What is it with rabbits that have made them so darn appealing to use as icons anyway?
Perhaps it is their symbol of fertility and rebirth – after all, the angle of “new and improved” is better than “old and worn out” right? Or perhaps it is as simple as the irresistible nature of the soft and cuddly creatures.
Whatever the case may be, our furry friends have been featured under the pop culture spotlight for quite some time now. Here’s a rundown of some iconic rabbits who have made their mark in our consuming lives.
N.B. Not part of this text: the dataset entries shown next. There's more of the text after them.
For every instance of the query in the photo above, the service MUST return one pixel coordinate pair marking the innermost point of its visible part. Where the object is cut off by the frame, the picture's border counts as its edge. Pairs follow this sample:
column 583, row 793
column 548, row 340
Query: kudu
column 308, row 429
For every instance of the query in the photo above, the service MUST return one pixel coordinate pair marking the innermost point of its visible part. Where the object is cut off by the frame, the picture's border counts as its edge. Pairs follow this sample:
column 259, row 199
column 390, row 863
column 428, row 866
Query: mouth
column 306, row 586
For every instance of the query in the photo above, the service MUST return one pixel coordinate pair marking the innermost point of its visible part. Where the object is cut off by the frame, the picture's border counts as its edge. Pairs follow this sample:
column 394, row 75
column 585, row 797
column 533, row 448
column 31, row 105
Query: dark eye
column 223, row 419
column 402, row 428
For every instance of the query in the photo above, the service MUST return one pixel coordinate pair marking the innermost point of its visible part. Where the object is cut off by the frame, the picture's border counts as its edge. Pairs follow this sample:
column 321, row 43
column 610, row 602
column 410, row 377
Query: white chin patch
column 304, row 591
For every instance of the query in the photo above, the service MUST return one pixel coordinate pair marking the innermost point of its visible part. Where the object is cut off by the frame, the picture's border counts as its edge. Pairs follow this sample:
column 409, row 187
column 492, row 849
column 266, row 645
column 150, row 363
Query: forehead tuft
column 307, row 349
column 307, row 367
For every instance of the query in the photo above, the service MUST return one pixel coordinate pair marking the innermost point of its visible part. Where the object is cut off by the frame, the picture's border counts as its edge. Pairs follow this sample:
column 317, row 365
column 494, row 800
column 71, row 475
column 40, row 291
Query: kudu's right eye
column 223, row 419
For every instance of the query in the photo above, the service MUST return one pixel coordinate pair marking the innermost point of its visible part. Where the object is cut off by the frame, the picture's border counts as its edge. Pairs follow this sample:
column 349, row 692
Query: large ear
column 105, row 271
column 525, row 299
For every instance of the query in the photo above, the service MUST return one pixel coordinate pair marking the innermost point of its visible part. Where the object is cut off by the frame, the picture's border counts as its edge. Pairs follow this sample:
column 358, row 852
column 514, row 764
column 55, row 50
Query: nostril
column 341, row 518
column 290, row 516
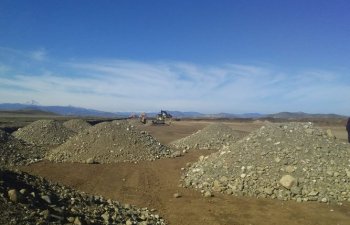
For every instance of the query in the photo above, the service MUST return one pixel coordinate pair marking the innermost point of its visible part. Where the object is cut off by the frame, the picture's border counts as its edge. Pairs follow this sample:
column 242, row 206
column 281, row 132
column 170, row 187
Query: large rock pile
column 16, row 152
column 285, row 161
column 25, row 199
column 44, row 133
column 109, row 142
column 77, row 125
column 213, row 136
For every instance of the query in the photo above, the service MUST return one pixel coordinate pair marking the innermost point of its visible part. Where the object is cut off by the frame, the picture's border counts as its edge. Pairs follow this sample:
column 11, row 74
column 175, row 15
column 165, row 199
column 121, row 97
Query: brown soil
column 152, row 184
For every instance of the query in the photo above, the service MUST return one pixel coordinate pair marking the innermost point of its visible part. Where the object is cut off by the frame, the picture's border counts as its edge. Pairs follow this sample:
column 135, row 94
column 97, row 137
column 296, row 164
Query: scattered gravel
column 44, row 133
column 25, row 199
column 16, row 152
column 291, row 161
column 214, row 136
column 110, row 142
column 77, row 125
1953 – Playboy Enterprises, Inc.
Privately held global media and lifestyle company, Playboy Enterprises, Inc.’s programming and content are available worldwide on television networks, digital platforms and radio. Today, Playboy Enterprises, Inc., combined with its subdivisions, engages in the development and distribution of adult entertainment – I did say rabbits symbolize fertility! The company is comprised of three business units: Publishing (magazine), Entertainment (electronic assets) and Licensing (Playboy name and bunny logo). Though annual revenue has been on a decline from 2007 ($339MM) to 2010 ($215MM), I don’t foresee a decline in sales of Playboy Bunny costumes any time soon…
1963 – Cadbury Crème Eggs
Despite the fact that rabbits do NOT lay eggs, Cadbury Brothers has seen its fair share of success.. While filled eggs were first manufactured by them in 1923, the Crème Egg in its current form was not introduced until 1963. Initially sold as “Fry’s Crème Eggs”, they were rebranded as “Cadbury Crème Eggs” in 1971. In the UK, these Crème Eggs are the best-selling confectionery item between New Year’s Day and Easter in the UK, with annual sales in excess of 200MM and a brand value of approximately £50MM.
Crème Eggs are produced by Cadbury UK in the United Kingdom and by Cadbury Adams in Canada. They are sold by Kraft Foods in all markets except the USA, where The Hershey Company has the local marketing rights. At the Bournville factory in Birmingham, UK they are manufactured at a rate of 1.5 million per day!
1974 – Volkswagen Rabbit (more commonly known as the Volkswagen Golf)
Volkswagen presented the first-generation Golf as a modern front-wheel drive, long-range replacement for the Volkswagen Beetle. The Volkswagen Golf is a small family car that has been marketed worldwide across six generations, in various body configurations and under various nameplates— as the Volkswagen Rabbit in the United States and Canada, and as the Volkswagen Caribe in Mexico.
This front-wheel drive was Volkswagen’s first successful replacement for the air-cooled Volkswagen Beetle. Historically, the Golf/Rabbit is Volkswagen’s best-selling model and the world’s third best-selling model, with one million cars sold within the first three years and more than 25 million built by 2007.